The report reads: “One of the major complaints of the people of Balochistan is that although the province is resource-rich, the benefits of abundant resources have not accrued to the province’s residents, at least not to an average Baloch. The oft-cited example is that of the Saindak Copper Project”.

According to the agreement, on the one hand, China’s MCC will pocket 80 percent of the total profits. On the other hand, the federal government of Pakistan will make just 18 percent while the Government of Balochistan will receive only a bite-sized two percent of the total profits.

The provincial government holds 35 percent shares in the project while the federal government owns 15 percent, and the remaining 50 percent stakes are held by the MCC.

The report highlights how the Hub Industrial Estate, which was created to boost investment and industrial activity in the province, has so far been unable to benefit Balochistan. “Even the Hub workforce is mostly from Karachi and Sindh,” it highlighted.

Low Investments

The report explains that Balochistan has the lowest gross fixed capital formation (GFCF) in general government services among Pakistan’s four provinces. According to the Pakistan Economic Survey 2020-21, the GFCF in general government services in Balochistan was Rs. 144.5 billion as compared to Rs. 221.0 billion in Punjab, Rs. 227.6 billion in Sindh, and Rs. 183.8 billion in Khyber Pakhtunkhwa.

In terms of other indicators, such as literacy rate and labor force participation rates (LFPR), the report remarked that private investment in Balochistan is quite low. “Low investment in Quetta and Balochistan is puzzling because, apparently, there are many investment opportunities in the region,” it said.
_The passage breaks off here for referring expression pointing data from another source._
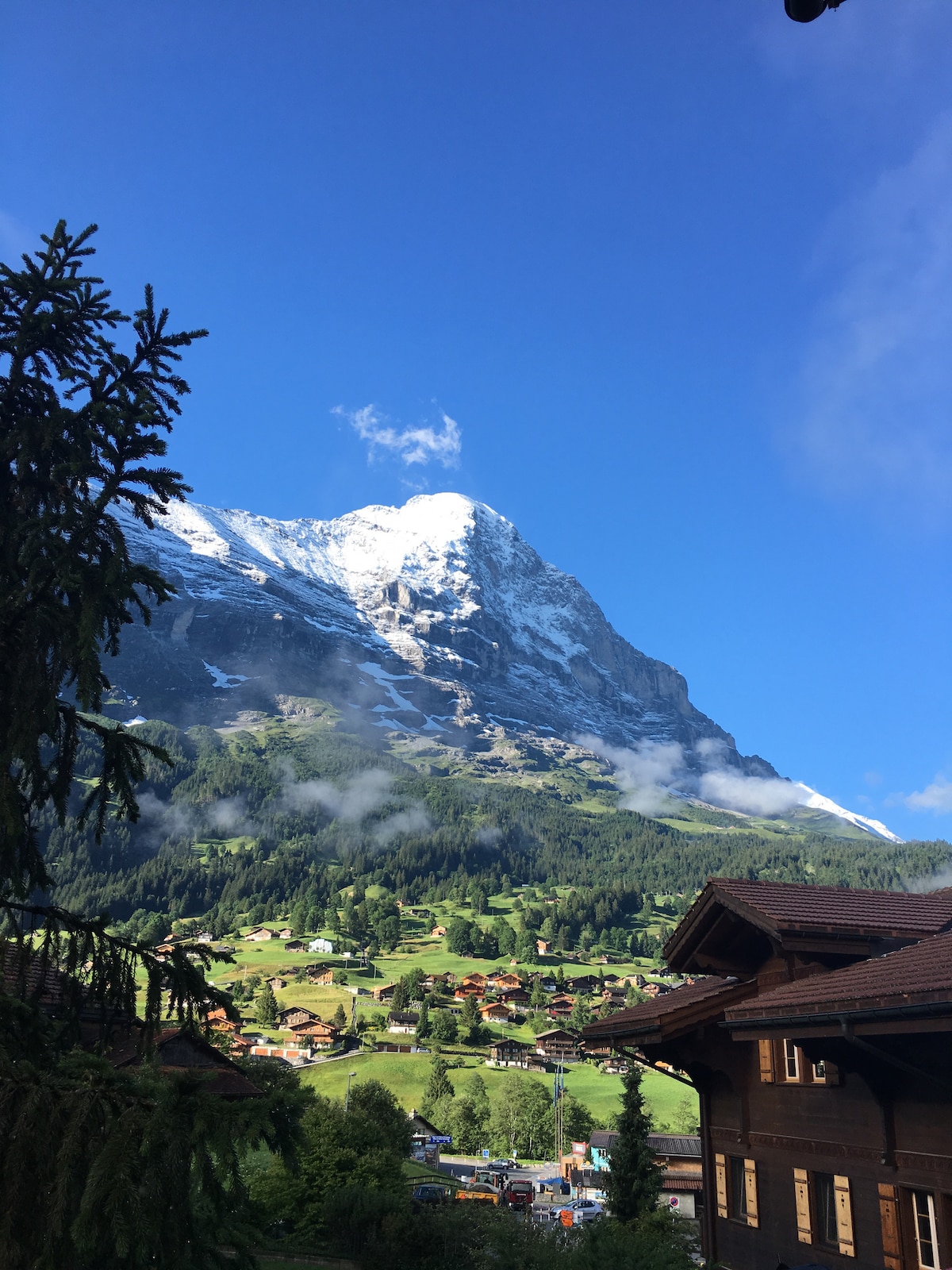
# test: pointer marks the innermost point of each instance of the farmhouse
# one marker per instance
(494, 1013)
(403, 1022)
(317, 1034)
(295, 1015)
(560, 1007)
(559, 1045)
(820, 1054)
(509, 1053)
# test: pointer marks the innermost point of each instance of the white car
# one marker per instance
(583, 1210)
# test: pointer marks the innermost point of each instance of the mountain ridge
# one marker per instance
(436, 618)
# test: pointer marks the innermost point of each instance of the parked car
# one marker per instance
(480, 1193)
(582, 1210)
(429, 1193)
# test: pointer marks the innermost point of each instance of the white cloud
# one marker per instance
(877, 380)
(644, 774)
(414, 819)
(365, 793)
(422, 444)
(936, 797)
(754, 795)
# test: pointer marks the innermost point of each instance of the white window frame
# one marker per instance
(791, 1054)
(928, 1216)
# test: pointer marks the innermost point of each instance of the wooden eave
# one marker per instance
(670, 1024)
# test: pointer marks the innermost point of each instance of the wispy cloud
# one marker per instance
(877, 380)
(651, 772)
(937, 798)
(645, 774)
(365, 793)
(420, 444)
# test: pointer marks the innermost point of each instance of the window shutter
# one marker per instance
(721, 1184)
(766, 1048)
(844, 1217)
(889, 1219)
(801, 1191)
(750, 1191)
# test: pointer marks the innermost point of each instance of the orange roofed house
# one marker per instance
(822, 1049)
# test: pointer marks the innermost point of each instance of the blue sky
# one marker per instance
(679, 273)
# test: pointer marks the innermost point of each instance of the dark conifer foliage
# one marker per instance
(634, 1184)
(102, 1166)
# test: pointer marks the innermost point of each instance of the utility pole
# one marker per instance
(558, 1095)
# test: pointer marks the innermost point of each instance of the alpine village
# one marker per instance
(367, 899)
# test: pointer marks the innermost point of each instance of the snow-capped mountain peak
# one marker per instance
(435, 618)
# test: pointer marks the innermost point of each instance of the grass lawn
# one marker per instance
(406, 1076)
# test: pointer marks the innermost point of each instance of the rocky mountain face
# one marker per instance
(436, 618)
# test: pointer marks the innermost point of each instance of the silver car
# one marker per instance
(584, 1210)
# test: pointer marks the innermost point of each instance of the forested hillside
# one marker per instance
(255, 822)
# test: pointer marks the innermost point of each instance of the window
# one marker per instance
(739, 1191)
(825, 1210)
(735, 1187)
(924, 1230)
(791, 1060)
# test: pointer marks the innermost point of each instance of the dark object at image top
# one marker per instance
(808, 10)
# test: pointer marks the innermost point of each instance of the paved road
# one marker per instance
(463, 1166)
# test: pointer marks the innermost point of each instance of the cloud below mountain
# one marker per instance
(651, 772)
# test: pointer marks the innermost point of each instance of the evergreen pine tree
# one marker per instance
(423, 1022)
(634, 1184)
(267, 1007)
(440, 1086)
(470, 1015)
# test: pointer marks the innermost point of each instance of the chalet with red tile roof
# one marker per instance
(820, 1049)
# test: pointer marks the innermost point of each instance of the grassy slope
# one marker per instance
(406, 1076)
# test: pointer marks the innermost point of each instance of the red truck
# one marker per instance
(518, 1194)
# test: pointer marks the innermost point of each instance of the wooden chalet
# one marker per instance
(403, 1022)
(494, 1011)
(509, 1053)
(295, 1015)
(822, 1057)
(559, 1045)
(315, 1034)
(514, 997)
(503, 982)
(560, 1007)
(184, 1053)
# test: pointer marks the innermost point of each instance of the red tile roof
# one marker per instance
(797, 906)
(922, 973)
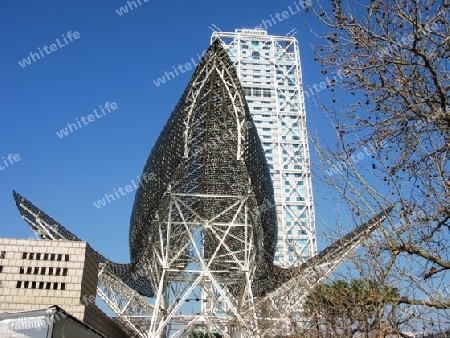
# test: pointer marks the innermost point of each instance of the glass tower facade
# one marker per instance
(269, 69)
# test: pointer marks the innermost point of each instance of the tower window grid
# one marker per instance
(281, 108)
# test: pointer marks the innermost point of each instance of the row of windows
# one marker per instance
(45, 256)
(40, 285)
(43, 271)
(257, 92)
(298, 199)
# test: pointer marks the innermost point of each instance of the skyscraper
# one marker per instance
(269, 69)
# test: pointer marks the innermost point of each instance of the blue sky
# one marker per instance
(115, 58)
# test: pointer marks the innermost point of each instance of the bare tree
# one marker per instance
(389, 107)
(355, 309)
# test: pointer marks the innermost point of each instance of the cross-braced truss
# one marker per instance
(203, 229)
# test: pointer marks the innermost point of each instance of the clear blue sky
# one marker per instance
(115, 59)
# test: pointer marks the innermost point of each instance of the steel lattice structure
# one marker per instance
(204, 228)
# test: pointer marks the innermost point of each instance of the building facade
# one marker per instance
(269, 70)
(36, 274)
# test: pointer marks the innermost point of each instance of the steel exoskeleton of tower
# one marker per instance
(269, 69)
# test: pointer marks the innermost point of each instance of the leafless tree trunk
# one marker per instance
(389, 107)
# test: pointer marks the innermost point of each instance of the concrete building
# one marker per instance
(35, 274)
(269, 69)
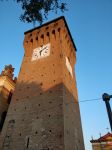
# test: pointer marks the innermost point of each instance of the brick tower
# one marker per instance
(7, 85)
(44, 112)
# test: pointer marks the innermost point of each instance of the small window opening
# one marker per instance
(31, 40)
(47, 28)
(9, 98)
(42, 36)
(53, 32)
(47, 33)
(37, 38)
(3, 116)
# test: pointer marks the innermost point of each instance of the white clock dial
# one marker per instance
(41, 52)
(69, 66)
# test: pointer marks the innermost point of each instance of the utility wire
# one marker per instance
(89, 100)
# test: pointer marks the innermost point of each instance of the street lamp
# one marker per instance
(106, 97)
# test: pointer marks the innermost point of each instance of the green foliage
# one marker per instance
(38, 10)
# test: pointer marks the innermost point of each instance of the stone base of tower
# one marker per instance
(48, 120)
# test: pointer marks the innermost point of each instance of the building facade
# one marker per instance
(102, 143)
(44, 111)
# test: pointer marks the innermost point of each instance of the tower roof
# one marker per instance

Transportation and Smuggling

The closure of the Taftan and Chaman crossings has significantly harmed informal trade (smuggling) between Pakistan and Iran, as well as Afghanistan. The report suggests that individuals had relied on these trading routes for their livelihood but they have now lost those options. It read: “Even when traders possess the proper import documents, the trucks containing imported goods are stopped at no less than 20 places starting from the Chaman and Taftan borders to other cities and provinces. It delays the merchandise reaching its destinations, increases the cost due to the speed money paid, and creates frustration among the traders”.

Education

Another problem is the lack of education and a skilled labor force in Balochistan. Although education-related indicators — gross enrolment rate and development expenditure on education — are higher in Balochistan when compared to Sindh, they are quite low in comparison with Punjab and Khyber Pakhtunkhwa.

Water

The report also indicates that Balochistan’s water situation is worsening. It detailed that “Hardly 20 percent of localities are connected to the WASA water supply system. While the government believes that Quetta’s water issue would be resolved through Mangi Dam, the business community believes that the Mangi Dam water will be diverted to Defense Housing Authority (DHA) Quetta. DHA Quetta is under construction and is believed to accommodate 30,000 houses in the next ten years. Thus, Mangi Dam might resolve the problem of water availability for the future DHA residents, while the rest of the localities’ water problem would remain if it does not worsen”.

The report even warned that the lack of water is not only a cause of concern for households but is also a threat to the sustainability of agriculture, especially the apple orchards in and around the city of Quetta. Moreover, the spread of real estate and water scarcity is driving farmers away from apple cultivation.

In summary, the report urges the authorities to “address and remove” reservations of the people of Balochistan. It implores that Balochistan is “too important and large a province to be left hanging in the status quo,” and mentions that with the right policies and proper planning, the province can play a significant role in boosting Pakistan’s economy.